[MOVIE]
Int.: Walter Lantz. Prod.: Bray Studios. 35mm. L.: 245 m. D.: 9’ a 24 f/s. Bn.
Walter Lantz (1899-1994) is best known for creating the popular cartoon character Woody Woodpecker. Lantz’s first cartoon creation to star in his own series, Dinky Doodle, was introduced in 1924. Like Max Fleischer’s Out of the Inkwell series, the Dinky Doodle films hinge on the interaction between an artist (played by Lantz himself) and his cartoon characters: a scampish boy named Dinky Doodle and his anthropomorphic pet dog Weakheart (a pun on the name of 1920s canine film star Strongheart).

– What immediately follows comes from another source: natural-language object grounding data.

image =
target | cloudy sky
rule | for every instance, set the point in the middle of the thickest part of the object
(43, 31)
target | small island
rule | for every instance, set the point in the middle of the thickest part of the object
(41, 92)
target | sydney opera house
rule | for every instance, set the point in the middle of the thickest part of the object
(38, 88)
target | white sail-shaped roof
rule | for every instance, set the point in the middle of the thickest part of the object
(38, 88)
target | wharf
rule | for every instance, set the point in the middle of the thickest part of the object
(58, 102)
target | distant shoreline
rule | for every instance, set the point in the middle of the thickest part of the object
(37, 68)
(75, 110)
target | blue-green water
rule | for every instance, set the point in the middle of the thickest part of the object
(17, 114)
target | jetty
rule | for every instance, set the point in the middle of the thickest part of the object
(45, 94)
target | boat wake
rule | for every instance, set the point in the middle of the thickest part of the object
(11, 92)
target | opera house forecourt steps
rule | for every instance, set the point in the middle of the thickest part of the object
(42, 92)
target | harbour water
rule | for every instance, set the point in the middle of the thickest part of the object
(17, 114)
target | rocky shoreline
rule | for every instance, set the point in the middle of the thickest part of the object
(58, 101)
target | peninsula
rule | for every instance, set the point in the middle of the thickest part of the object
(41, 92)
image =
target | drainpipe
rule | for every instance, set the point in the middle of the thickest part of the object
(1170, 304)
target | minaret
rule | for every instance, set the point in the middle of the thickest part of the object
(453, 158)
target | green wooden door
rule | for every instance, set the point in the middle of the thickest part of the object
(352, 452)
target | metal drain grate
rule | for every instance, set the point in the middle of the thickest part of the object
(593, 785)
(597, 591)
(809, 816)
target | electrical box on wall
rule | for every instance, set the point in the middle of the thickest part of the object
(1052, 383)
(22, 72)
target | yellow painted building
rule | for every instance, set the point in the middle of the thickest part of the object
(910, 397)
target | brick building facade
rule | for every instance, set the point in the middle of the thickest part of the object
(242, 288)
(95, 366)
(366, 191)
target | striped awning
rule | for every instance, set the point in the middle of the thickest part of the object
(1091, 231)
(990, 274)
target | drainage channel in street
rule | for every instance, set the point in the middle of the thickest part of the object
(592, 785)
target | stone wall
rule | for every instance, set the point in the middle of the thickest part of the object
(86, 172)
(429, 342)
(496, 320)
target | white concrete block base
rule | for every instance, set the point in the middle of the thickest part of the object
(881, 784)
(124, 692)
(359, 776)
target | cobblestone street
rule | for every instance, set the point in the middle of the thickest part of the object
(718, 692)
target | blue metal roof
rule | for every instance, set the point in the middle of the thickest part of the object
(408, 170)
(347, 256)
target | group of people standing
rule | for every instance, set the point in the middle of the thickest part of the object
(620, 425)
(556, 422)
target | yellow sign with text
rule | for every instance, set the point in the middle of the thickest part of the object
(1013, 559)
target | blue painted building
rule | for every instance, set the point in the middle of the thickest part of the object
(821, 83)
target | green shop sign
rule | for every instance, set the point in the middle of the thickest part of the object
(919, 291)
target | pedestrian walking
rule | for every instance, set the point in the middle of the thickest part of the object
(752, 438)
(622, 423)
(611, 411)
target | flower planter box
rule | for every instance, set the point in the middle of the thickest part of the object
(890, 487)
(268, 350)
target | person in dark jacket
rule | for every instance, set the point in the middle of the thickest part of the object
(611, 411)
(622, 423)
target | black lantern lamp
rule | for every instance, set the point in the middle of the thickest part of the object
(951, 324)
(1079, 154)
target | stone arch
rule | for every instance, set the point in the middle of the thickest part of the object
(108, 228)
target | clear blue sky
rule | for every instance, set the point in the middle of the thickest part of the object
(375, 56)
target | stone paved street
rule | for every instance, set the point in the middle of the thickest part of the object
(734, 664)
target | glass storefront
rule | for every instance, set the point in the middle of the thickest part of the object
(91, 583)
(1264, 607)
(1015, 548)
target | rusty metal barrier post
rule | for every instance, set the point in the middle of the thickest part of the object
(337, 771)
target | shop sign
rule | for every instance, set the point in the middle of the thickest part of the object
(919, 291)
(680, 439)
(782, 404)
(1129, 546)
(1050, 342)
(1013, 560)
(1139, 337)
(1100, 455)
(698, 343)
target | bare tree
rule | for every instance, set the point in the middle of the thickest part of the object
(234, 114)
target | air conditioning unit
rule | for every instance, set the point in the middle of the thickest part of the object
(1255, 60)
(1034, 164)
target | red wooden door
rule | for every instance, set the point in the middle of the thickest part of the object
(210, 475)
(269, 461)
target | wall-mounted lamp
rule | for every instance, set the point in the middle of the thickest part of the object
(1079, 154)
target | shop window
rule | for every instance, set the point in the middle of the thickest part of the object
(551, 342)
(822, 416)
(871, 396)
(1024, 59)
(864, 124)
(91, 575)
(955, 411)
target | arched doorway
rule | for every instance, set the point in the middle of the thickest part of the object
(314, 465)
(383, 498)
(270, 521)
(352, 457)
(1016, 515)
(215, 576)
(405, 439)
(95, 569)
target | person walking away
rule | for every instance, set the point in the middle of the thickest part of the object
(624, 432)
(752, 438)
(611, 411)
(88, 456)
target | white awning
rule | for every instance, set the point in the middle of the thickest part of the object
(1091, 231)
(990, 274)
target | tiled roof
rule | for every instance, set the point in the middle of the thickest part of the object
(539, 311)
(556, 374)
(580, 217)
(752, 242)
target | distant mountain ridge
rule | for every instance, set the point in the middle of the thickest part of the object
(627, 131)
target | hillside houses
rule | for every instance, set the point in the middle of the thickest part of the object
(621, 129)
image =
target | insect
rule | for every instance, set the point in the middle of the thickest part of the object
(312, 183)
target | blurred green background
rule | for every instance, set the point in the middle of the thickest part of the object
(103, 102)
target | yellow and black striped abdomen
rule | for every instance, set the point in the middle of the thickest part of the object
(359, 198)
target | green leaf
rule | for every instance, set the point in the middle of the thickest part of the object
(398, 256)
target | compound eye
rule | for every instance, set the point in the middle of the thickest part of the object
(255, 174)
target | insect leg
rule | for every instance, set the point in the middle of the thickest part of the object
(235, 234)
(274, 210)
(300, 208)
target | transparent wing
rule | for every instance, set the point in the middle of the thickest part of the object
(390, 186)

Although their surreal humour was reportedly popular with contemporary audiences, the series proved short lived. In the penultimate film, The Magician, Dinky Doodle and Weakheart (or Pipifax and Knurr, as they’re called in the surviving German print) must evade a wicked witch, after Lantz abandons them in the countryside as a punishment for their pranks. Censors’ records indicate that the German distributor falsely credited Felix the Cat creator Pat Sullivan as animator of the Dinky Doodle films, thus explaining why Lantz’s on-screen character is confusingly named “Pat Sullivan” here.